The court looking into the so-called Negreira case, which involves payments allegedly made to a company owned by a former senior officiating official named Jose Maria Enriquez Negreira, ordered the search.
Police started their investigation early on Thursday at the CTA Referees Technical Committee offices, which are located at the headquarters of the RFEF Football Federation outside of Madrid.
According to a statement, a judge in Barcelona had authorized the search “as part of the investigation into the suspect payments made by the Catalan club” to Negreira.
Authorities believe that between 2001 and 2018, Barca paid Dasnil 95, a business owned by Negreira, millions of euros in an effort to influence corrupt officials to make favorable refereeing decisions.
The club acknowledged paying Dasnil, but said the firm was compensated to give it refereeing advice.

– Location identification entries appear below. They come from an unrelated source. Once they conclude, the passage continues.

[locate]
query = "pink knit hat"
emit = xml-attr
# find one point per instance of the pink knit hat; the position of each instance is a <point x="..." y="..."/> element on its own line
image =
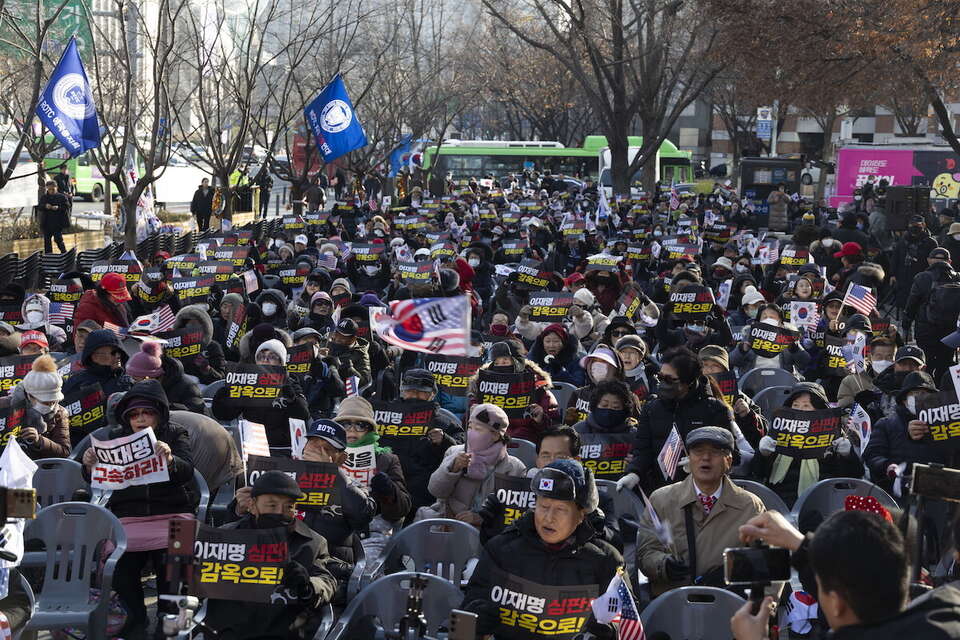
<point x="146" y="363"/>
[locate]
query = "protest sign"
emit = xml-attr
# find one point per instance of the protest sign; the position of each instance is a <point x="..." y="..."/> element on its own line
<point x="605" y="454"/>
<point x="251" y="385"/>
<point x="941" y="412"/>
<point x="512" y="392"/>
<point x="300" y="359"/>
<point x="727" y="381"/>
<point x="239" y="564"/>
<point x="834" y="364"/>
<point x="804" y="434"/>
<point x="87" y="408"/>
<point x="128" y="461"/>
<point x="416" y="272"/>
<point x="769" y="340"/>
<point x="533" y="610"/>
<point x="516" y="497"/>
<point x="361" y="464"/>
<point x="529" y="275"/>
<point x="12" y="370"/>
<point x="549" y="306"/>
<point x="452" y="373"/>
<point x="320" y="482"/>
<point x="692" y="303"/>
<point x="183" y="344"/>
<point x="402" y="420"/>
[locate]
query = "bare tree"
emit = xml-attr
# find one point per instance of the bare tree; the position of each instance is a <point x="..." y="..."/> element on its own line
<point x="643" y="60"/>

All wrongdoing is denied.
Joaquin Aguirre, a magistrate, also declared on Thursday that he will look into the club and a number of its past directors for possible bribery.

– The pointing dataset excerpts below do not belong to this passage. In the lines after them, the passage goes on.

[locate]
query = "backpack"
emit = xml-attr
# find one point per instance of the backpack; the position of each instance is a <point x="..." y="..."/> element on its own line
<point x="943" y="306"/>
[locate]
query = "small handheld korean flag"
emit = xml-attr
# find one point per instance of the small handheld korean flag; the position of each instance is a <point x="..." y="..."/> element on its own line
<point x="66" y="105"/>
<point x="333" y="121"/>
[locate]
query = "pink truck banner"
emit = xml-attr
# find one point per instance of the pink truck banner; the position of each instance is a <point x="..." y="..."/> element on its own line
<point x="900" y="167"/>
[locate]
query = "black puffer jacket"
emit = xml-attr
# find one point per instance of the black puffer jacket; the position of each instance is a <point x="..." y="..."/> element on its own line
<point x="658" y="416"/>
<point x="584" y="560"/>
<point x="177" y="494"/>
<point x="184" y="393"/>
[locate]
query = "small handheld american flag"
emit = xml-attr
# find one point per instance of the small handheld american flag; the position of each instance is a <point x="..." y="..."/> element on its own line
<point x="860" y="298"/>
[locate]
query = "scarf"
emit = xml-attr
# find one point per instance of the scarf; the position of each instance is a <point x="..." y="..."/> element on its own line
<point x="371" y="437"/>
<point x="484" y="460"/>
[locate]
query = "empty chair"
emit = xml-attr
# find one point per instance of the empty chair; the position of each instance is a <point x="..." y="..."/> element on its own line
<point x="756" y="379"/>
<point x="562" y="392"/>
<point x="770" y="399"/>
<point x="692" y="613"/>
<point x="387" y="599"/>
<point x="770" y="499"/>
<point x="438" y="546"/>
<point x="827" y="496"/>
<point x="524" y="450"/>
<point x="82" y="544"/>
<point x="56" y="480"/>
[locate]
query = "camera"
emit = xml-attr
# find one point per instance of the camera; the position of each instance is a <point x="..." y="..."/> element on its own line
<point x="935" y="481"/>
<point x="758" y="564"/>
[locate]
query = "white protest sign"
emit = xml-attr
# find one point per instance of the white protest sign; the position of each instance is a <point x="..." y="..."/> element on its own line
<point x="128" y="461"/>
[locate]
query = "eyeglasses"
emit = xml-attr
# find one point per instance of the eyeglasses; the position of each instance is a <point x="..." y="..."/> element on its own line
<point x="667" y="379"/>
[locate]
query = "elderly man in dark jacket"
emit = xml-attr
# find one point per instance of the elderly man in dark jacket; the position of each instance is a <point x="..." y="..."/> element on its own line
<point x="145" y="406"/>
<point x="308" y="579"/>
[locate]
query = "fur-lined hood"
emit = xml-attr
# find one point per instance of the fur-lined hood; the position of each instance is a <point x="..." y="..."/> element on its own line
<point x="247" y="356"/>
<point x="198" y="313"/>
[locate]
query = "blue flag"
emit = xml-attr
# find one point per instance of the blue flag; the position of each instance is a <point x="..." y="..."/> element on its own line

Barcelona’s payment of “one of the CTA’s three vice presidents through intermediary companies” is undeniable, the court stated in his ruling.
The payments, which lasted roughly 18 years, increased rapidly “from an initial 70,000 euros a year to 700,000 euros” and ceased when Negreira left his post in 2018, he said.
Given their tenure and yearly growth, Aguirre asserted that FC Barcelona’s payments “stand to reason” that they suited the club’s interests.
“The payments led to refereeing decisions sought by FC Barcelona in a manner that must have involved unfair treatment of other teams and, as a result, systemic corruption throughout Spanish refereeing as a whole,” the report stated.
According to him, police detectives were looking into the extent of the corruption.
- “Illegal acts favoring Barca” – Prosecutors launched a corruption inquiry into the matter in March, accusing FC Barcelona as well as four other people, including Josep Maria Bartomeu and Sandro Rosell, Negreira, and his son Javier Enriquez.
They assert that between 1994 and 2018, Negreira, a vice president at the CTA, received more than 7.3 million euros from Barca.
Following a reorganization at the RFEF, the payments ceased when Negreira departed the CTA.
Negreira threatened to divulge information that would “seriously harm the club” if payment wasn’t made in a letter to Bartomeu, Barca’s president at the time, after the money stopped coming in.
The letter made it evident, according to the judge, that Negreira “was aware that there had been illegal acts that had been quite serious and had favored FC Barcelona.”
When Spain’s tax authorities discovered anomalies in payments made by Dasnil 95 between 2016 and 2018, the inquiry got under way in the spring of 2022.
The raid occurs as Spain’s football association struggles to control a problem brought on by the scandal surrounding the World Cup kiss, in which its now-disgraced former president Luis Rubiales forcedly kissed midfielder Jenni Hermoso.